Global IT Security - Business Information Security Officer Analyst - Product Security
Deerfield, IL or Virtual/Work from Home (US)
Provides a broad portfolio of essential renal and hospital products, including home, acute and in-center dialysis; sterile IV solutions; infusion systems and devices; parenteral nutrition; surgery products and anesthetics; and pharmacy automation, software and services. The company's global footprint and the critical nature of its products and services play a key role in expanding access to healthcare in emerging and developed countries. Baxter's employees worldwide are building upon the company's rich heritage of medical breakthroughs to advance the next generation of healthcare innovations that enable patient care.
The Business Information Security Officer (BISO) Analyst is a functional security analyst role within Global IT Security. The primary purpose of this position is analyst support for cybersecurity risks related to Baxter products. The individual in this position interacts with IT Security, Product Security, Design Engineering, and service providers, key stakeholders, personnel from various functions - including the application development, operations and network, and privacy teams - and with business departments.
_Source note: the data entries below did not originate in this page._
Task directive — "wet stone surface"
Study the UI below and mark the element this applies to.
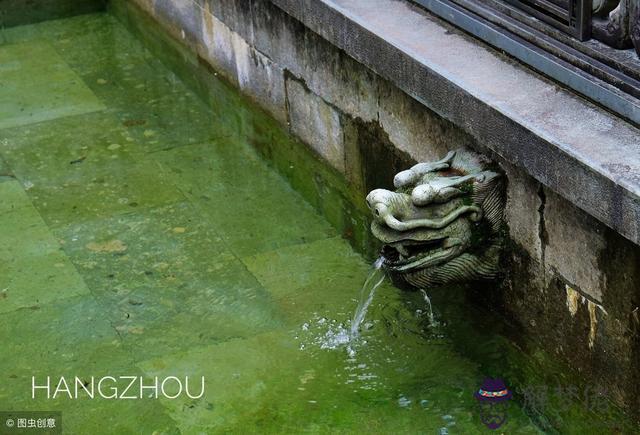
[0,14,608,434]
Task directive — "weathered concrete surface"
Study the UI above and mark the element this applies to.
[287,80,345,173]
[110,0,640,422]
[544,191,606,303]
[0,0,107,28]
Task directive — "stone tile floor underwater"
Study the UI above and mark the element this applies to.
[0,14,552,434]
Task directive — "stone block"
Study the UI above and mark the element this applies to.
[379,80,473,161]
[198,11,239,84]
[286,79,345,173]
[154,0,202,46]
[544,189,606,303]
[234,45,287,124]
[204,0,254,44]
[501,162,543,264]
[253,0,307,77]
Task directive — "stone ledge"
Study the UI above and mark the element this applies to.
[270,0,640,244]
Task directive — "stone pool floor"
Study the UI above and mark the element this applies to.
[0,14,538,434]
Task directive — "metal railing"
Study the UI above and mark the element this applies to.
[413,0,640,126]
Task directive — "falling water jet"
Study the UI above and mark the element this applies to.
[350,256,385,339]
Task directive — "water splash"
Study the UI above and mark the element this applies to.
[349,257,385,339]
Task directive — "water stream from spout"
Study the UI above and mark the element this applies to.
[350,257,385,339]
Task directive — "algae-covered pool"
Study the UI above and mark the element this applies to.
[0,14,620,434]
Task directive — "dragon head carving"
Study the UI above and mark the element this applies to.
[367,151,505,288]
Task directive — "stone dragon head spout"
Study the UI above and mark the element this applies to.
[367,151,505,288]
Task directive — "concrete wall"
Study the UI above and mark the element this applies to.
[0,0,107,28]
[113,0,640,420]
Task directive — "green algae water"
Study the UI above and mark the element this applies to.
[0,14,632,434]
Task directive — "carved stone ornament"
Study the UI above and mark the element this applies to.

Roles and Responsibilities
This is a functional role within Global IT Security, providing support for product security activities across global business units, R&D, and IT Security.
* Responsible for working closely with the product security team and sometimes in the applicable R&D product team environment
* Provide analysis and trending of product security risk associated with medical devices
* Provide support to product teams related to customer agreements, inquiries, and various other requests for assistance related to cybersecurity
* Provide threat and vulnerability analysis as well as security advisory services, and risk assessments
* Provide analysis of the impacts to Baxter based on any regulatory or customer requirement changes
* Integrate and share information with security operations team
* Present product security program and project status to management and escalate issues as needed
* Establish and maintain capabilities to track progress, identify issues, and overcome obstacles
* Play an active role to support cyber security awareness initiatives
* Work closely with stakeholders to ensure product security risks and are identified, assessed & reported; appropriate controls are in place and local procedures & activities comply with Baxter policies, standards operating procedures, industry best practices and regulatory requirements
* Provide Information security requirements, advice and counsel to portfolio personnel, project teams, and the Business ensuring alignment to information security processes and solutions
* Evaluate and assess emerging security threats and vulnerabilities in portfolios and work with portfolio personnel to identify appropriate controls
* Oversee and manage portfolio of Information Risk Issues to ensure these are current, accurate and are supported by sound resolution plans or formal risk acceptance by business executives
* 5-6 years of experience in Cybersecurity and 2-3 years of business facing roles/consultancy
* Strong understanding of cyber security trends and events
* Working knowledge of policies, standards and operating procedures in large organizations relating to information security risk
* Information Security certification e.g. CISSP, CISSLP, GIAC etc. is desired
* Strong analytical and multi-tasking skills, writing proficiency and visual design skills, problem solving and decision-making skills Highly developed communication skills, both verbal and written
* Strong team-oriented interpersonal skills, with the ability to interface effectively with a broad range of people and roles, including vendors, IT-business personnel
* Excellent verbal and written communication skills.
* Advanced knowledge in information security principles, including risk assessment and management, threat and vulnerability management, and identity and access management.
* Advancement of security governance knowledge including but not limited to security control relationships and correlation of accumulative/inherent risks related to mitigation, noncompliance and/or risk acceptance.
* Ability to exercise sound judgment in complex situations.
* Strong customer/client focus, with the ability to manage expectations appropriately, provide a superior customer/client experience and build long-term relationships.
* Ability to work well under minimal supervision.